Resting and centering my head on a block in Child’s Pose not only eases muscle tension, it smooths and cools my breath.

What I find especially cooling is to feel my in-breath washing up against the outer edges of my nostrils. This softly flares out my nostrils and sends a pleasing, tickling sensation up to my inner eyelids.

On the exhalation, my breath sweeps smoothly down along the inside of my nostrils, following the point of my nose. My nervous system slows down.

The heat of life activity gets a chance to cool in the wash and sweep of the breath.

What heightens this cooling sensation for me is to let my head slowly rock back and forth on the block. As my forehead tilts slightly upward, I inhale. As my forehead tilts slightly downward, I exhale. Syncing the head-rocking action with my breath is further calming while also adding a bit of rhythmic movement to the pose.


Part of the value of Child’s Pose is to feel a sense of grounding in the earth as you sit back on your heels. When my hips close the connection with my heels, I’m held snugly in gravity’s embrace.

What helps me to sit fully back is to place a folded blanket under my back thighs. Without the blanket, I struggle to link my pelvis with my heels; my sit bones hover in blank, groundless space. With a blanket, the blank space fills with supportive, cushiony fabric.

The last several times I did Child’s Pose, I found myself reaching for a blanket that holds special meaning for me. This was a beautiful wool blanket with a Native American design, made in my adopted state, Oregon, that my physical therapist and friend gave me. My friend is an American Indian whose family traces its lineage to Indigenous peoples living along the Columbia River. With my friend’s cultural heritage reflected in the blanket’s design, the gift was much more than a prop. It was a symbol of connection with my friend and of her community.

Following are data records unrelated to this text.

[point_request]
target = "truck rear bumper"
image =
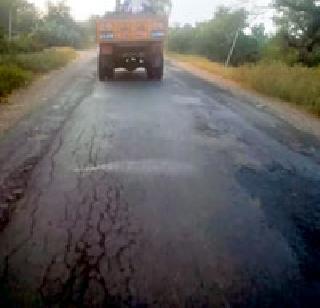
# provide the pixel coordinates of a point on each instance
(131, 55)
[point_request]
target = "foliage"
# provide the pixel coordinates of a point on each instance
(296, 84)
(45, 61)
(21, 67)
(33, 31)
(214, 38)
(12, 77)
(299, 23)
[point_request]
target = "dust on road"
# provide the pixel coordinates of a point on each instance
(138, 193)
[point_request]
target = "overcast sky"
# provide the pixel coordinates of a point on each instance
(184, 11)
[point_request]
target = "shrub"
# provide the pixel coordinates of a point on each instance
(12, 77)
(47, 60)
(296, 84)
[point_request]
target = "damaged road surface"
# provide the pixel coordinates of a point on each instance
(134, 193)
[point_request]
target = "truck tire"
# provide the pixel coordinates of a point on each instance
(158, 73)
(150, 72)
(110, 73)
(101, 69)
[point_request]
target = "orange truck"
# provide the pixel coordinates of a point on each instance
(131, 41)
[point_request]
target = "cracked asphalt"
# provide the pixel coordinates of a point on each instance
(135, 193)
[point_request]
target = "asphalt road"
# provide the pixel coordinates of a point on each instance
(175, 194)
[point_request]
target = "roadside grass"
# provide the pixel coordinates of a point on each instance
(298, 85)
(12, 77)
(18, 70)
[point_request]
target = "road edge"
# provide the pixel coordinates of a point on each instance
(293, 115)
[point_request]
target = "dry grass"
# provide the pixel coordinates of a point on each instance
(17, 70)
(297, 85)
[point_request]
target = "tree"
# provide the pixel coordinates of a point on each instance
(299, 22)
(58, 28)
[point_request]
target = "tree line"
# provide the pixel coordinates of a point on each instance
(23, 28)
(297, 39)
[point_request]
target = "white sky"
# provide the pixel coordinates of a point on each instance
(184, 11)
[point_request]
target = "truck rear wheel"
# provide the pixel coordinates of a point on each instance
(101, 69)
(158, 73)
(110, 73)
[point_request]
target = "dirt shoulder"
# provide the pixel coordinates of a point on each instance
(22, 101)
(292, 114)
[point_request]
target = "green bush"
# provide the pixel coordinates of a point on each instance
(295, 84)
(45, 61)
(17, 70)
(12, 77)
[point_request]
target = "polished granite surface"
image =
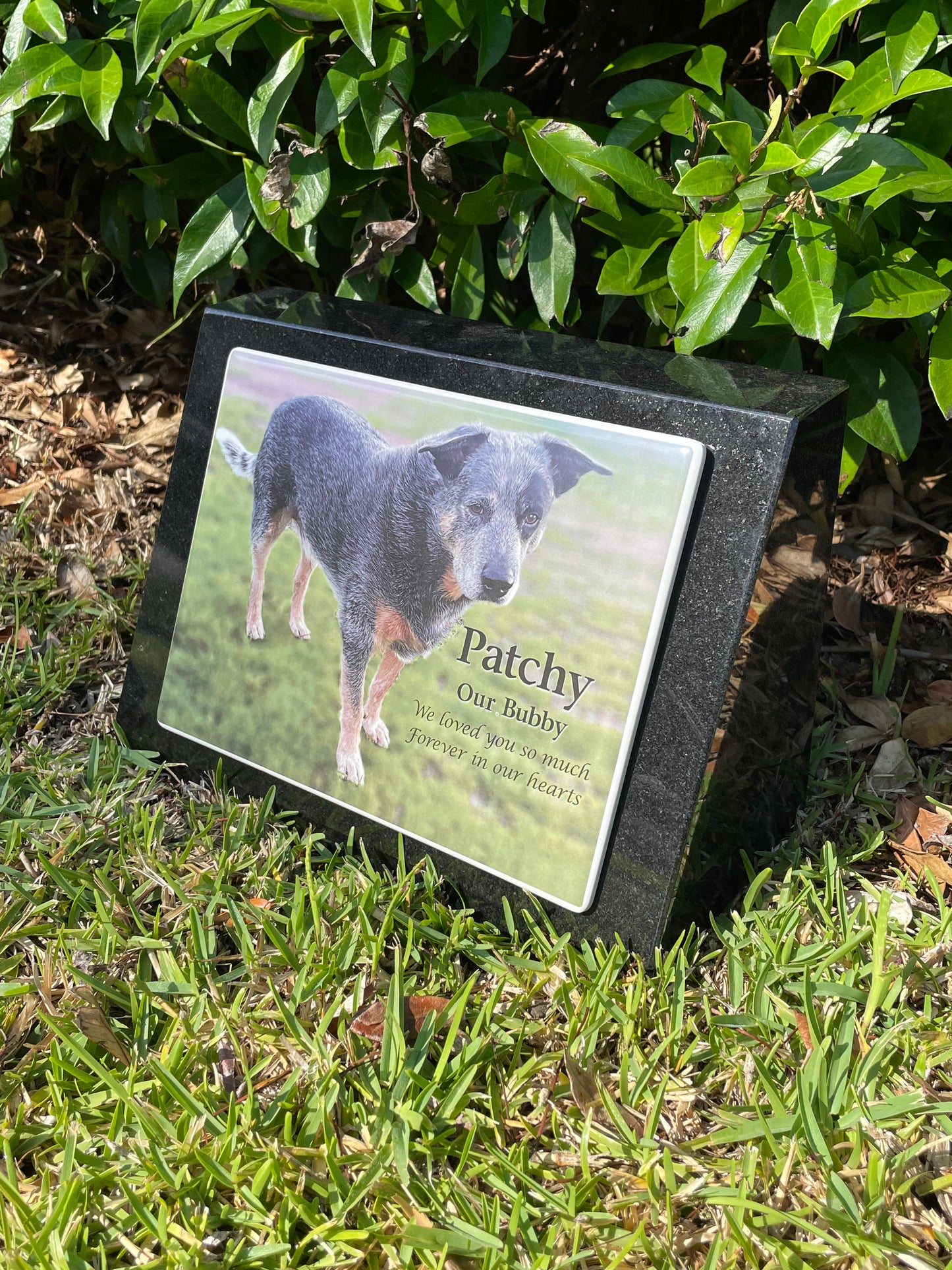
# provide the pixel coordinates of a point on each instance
(773, 444)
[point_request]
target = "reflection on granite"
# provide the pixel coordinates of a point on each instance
(741, 654)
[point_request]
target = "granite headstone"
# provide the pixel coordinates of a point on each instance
(652, 685)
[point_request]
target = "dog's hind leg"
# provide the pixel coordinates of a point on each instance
(383, 681)
(302, 575)
(354, 656)
(263, 539)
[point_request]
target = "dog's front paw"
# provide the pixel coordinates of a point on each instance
(350, 766)
(378, 732)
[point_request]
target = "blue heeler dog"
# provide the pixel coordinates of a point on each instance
(408, 536)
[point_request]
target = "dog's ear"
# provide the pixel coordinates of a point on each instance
(569, 465)
(451, 451)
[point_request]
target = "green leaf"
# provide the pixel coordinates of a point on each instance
(738, 140)
(210, 98)
(715, 305)
(357, 17)
(883, 403)
(636, 178)
(909, 36)
(644, 55)
(551, 262)
(101, 84)
(212, 234)
(897, 291)
(688, 264)
(43, 70)
(154, 22)
(413, 274)
(706, 67)
(717, 8)
(801, 275)
(871, 88)
(710, 178)
(870, 159)
(853, 452)
(494, 201)
(494, 24)
(45, 18)
(941, 365)
(470, 279)
(271, 98)
(775, 158)
(569, 159)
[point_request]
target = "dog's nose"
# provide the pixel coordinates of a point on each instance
(495, 583)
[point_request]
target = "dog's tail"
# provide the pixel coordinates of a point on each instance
(239, 459)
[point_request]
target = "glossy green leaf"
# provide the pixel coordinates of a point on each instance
(636, 178)
(213, 30)
(45, 18)
(101, 84)
(706, 67)
(271, 97)
(909, 37)
(569, 160)
(897, 291)
(941, 365)
(155, 20)
(717, 8)
(412, 272)
(494, 201)
(715, 305)
(870, 159)
(871, 88)
(644, 55)
(212, 234)
(709, 178)
(357, 18)
(551, 260)
(776, 156)
(211, 98)
(853, 452)
(688, 264)
(468, 291)
(43, 69)
(738, 140)
(883, 403)
(802, 271)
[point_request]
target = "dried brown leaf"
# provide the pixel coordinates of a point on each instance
(930, 727)
(97, 1027)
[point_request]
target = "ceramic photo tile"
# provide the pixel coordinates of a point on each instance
(435, 610)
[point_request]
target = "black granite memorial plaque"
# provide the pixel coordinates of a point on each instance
(579, 583)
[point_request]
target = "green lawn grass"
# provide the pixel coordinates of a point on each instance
(772, 1091)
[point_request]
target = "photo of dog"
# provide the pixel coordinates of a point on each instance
(408, 536)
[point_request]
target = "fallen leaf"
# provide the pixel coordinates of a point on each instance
(370, 1022)
(97, 1027)
(18, 635)
(798, 562)
(14, 494)
(804, 1029)
(894, 770)
(68, 379)
(939, 693)
(847, 606)
(75, 578)
(930, 727)
(876, 712)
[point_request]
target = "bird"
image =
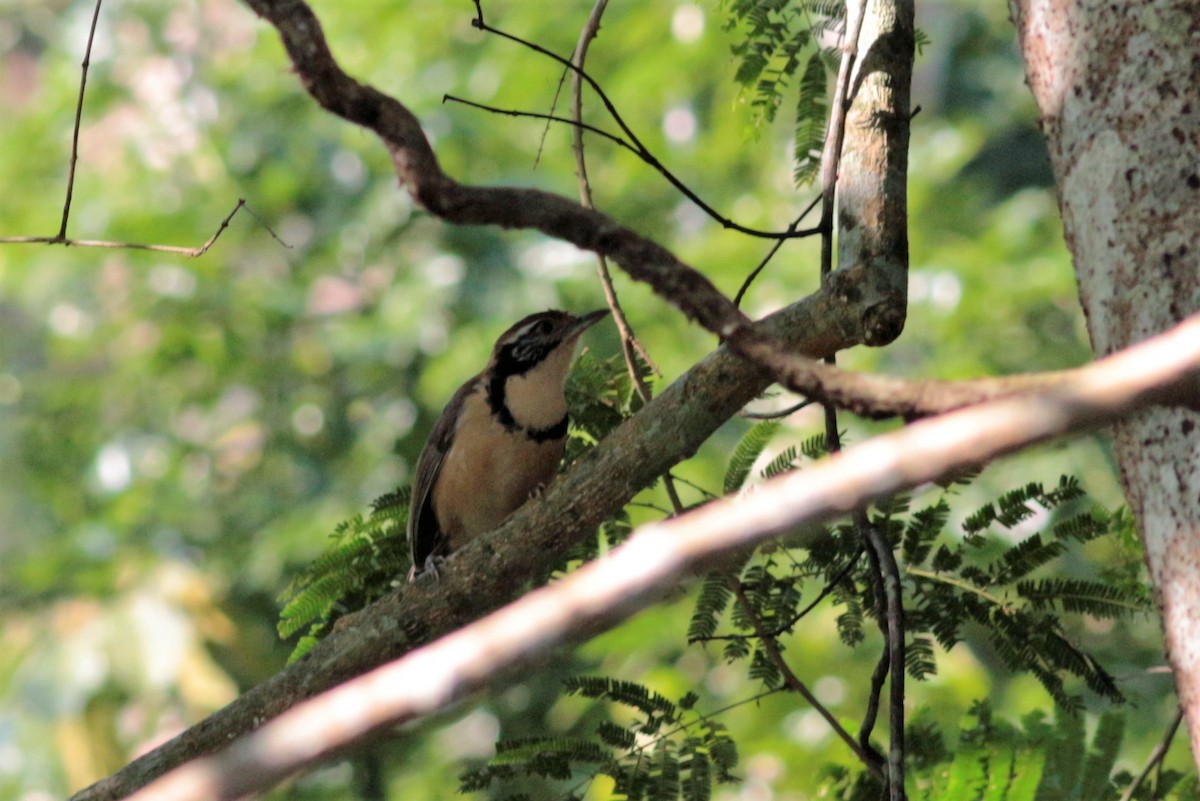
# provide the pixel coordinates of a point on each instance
(499, 438)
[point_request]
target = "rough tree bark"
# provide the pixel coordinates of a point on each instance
(1119, 91)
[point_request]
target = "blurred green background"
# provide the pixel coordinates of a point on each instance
(179, 437)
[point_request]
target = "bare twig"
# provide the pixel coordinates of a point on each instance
(190, 252)
(629, 342)
(637, 146)
(892, 624)
(785, 627)
(774, 248)
(61, 236)
(651, 562)
(78, 121)
(771, 648)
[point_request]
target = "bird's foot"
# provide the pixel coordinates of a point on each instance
(429, 567)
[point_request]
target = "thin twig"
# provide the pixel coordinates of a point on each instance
(894, 632)
(640, 149)
(190, 252)
(75, 134)
(783, 628)
(603, 592)
(629, 342)
(772, 252)
(783, 413)
(772, 649)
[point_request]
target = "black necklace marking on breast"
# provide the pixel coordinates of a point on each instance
(499, 407)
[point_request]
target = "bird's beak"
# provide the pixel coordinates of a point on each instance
(585, 321)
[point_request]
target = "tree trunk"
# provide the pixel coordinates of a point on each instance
(1119, 91)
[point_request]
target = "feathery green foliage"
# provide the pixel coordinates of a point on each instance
(369, 555)
(747, 452)
(665, 752)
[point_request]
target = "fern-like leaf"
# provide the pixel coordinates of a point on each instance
(748, 452)
(811, 118)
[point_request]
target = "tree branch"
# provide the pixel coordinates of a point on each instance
(658, 555)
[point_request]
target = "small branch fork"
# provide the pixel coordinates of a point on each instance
(609, 590)
(630, 140)
(643, 259)
(61, 236)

As I added this blanket to my Child Pose experience, I thought back to the many physical therapy visits when I received such caring and expert attention from my friend. I thought, too, of the healing she helped me to realize and the spirit of friendship that has flowed between us for more than a decade.

The longer I do yoga, the more I see that the props I use, the setting I create, and the symbolic crafts and artwork that surround me can deepen my experience of the beauty and benevolence that abound in our midst.

The simple prop of a blanket, with the companion resource of a block, has heightened my appreciation for both the gifts of the body and the connections with people and experiences I hold dear.

Author’s acknowledgments: I’d like to tip my hat to Leslie Ellis, my longtime yoga teacher and founder of the Heartsong Yoga Sanctuary. I’d also like to express my gratitude to Kasey Stewart, a yoga-teaching friend and fellow member of the Sanctuary who provided invaluable feedback on an earlier draft of this article.